For what purpose was the dataset created?

The 3 datasets we presented in this paper were created for representation learning research. PUG: Animals is a strong dataset for OOD research as well as being able to better probe the representation of vision models. PUG: ImageNet was designed as an additional benchmark for ImageNet pretrained model to offer a better comprehension of vision models capabilities in term of robustness to specific factor of variations. Lastly, PUG: SPAR showcase how synthetic data can be used to evaluate VLMs understansing.

Who created the dataset and on behalf of which entity? Who funded the creation of the dataset?

These datasets were created by the FAIR team at Meta AI. It was entirely funded by Meta.

What do the instances that comprise the dataset represent?

The instances represent images of animals in various environment for PUG: Animals. In contrast PUG: ImageNet contains 151 object classes (the full list is available in the research paper appendix). PUG: SPAR uses the sames objects as PUG: Animal.

How many instances are there in total?

PUG: Animals: 215 040 images.

PUG: ImageNet: 88,328 images.

PUG: SPAR: 43,560 images.

Does the dataset contain all possible instances or is it a sample (not necessarily random) of instances from a larger set?

PUG: Animals contains all possible combination of factors of variations. In contrast, PUG: ImageNet was sampled by changing only 1 factor at a time and is therefore a random sample of the distribution. Images in PUG: SPAR were sampled using all possible combination of factors of variations (with the exception that for the attributes the blue or grass animal is always on the left).

What data does each instance consist of ?

For PUG: Animals and PUG: ImageNet, we release images. For PUG: SPAR, we release the script to generate the captions from the factors of variations.

Is there a label or target associated with each instance?

Yes, a csv file. Each instance have a row in this csv files with all the factors of variation used to generate this image. For PUG: Animals, the csv files contains the following columns: filename, world_name, character_name, character_scale, camera_yaw, character_texture while for PUG: ImageNet, it contains: filename, world_name, character_name, character_label, character_rotation_yaw, character_rotation_roll, character_rotation_pitch, character_scale, camera_roll, camera_pitch, camera_yaw, character_texture, scene_light.
For PUG: SPAR, the csv contains: filename, world_name, character_name, character2_name, character1_pos, character2_pos, character_texture, character2_texture

There is no specific split concerning PUG: Animals because this dataset should be used for OOD research. We primarily let the researchers choose their own held out or training/validation/testing split to train their models. In contrast, PUG:ImageNet and PUG:SPAR should only be used as an additional test set.

Are there any errors, sources of noise, or redundancies in the dataset?

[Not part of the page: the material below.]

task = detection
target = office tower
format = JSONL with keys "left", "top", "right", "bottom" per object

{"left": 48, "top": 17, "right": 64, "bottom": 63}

PUG: Animals and PUG:SPAR are very clean and each animal is easily identifiable. In contrast, PUG:ImageNet leverage assets from Sketchfab and the asset quality vary significantly.

The dataset is self-contained however the assets that were used to build the dataset belongs to external sources which are listed on the github.

Does the dataset contain data that, if viewed directly, might be offensive, insulting, threatening, or might otherwise cause anxiety?


How was the data associated with each instance acquired?

The data (3D assets) were purchased through the Unreal Engine Marketplace and Sketchfab. Assets were then incorporated into the Unreal Engine and generate realistic 3D scenes and corresponding images. The 3D assets were manually selected to ensure high quality. For a complete list of assets used, see here.

What mechanisms or procedures were used to collect the data?

Assets were manually collected.

If the dataset is a sample from a larger set, what was the sampling strategy?

For PUG: Animals and PUG: SPAR all combinations are included. For PUG: ImageNet, a random sample of possible combinations is provided.

Who was involved in the data collection process and how were they compensated?

Only the authors of this work were involved.

Over what timeframe was the data collected?

The data were collected between June 2022 and June 2023.

Does these datasets were made using 3D assets that were marked with a NoAI tag ?

No, we carefuly excluded any of the assets which had a NoAI tag on them at the time of the data collection. The purpose of these datasets is to probe the robustness to visions models and they should not be used for any generative AI purposes as mentioned in the dataset respective licenses.

How can I make a PUG dataset ?

Please take a look at our tutorial which explains how to use Unreal Engine to create interactive environments.

Where can I find more information about the datasets ?

Please take a look at the research paper which contains the complete datasheet in the appendix.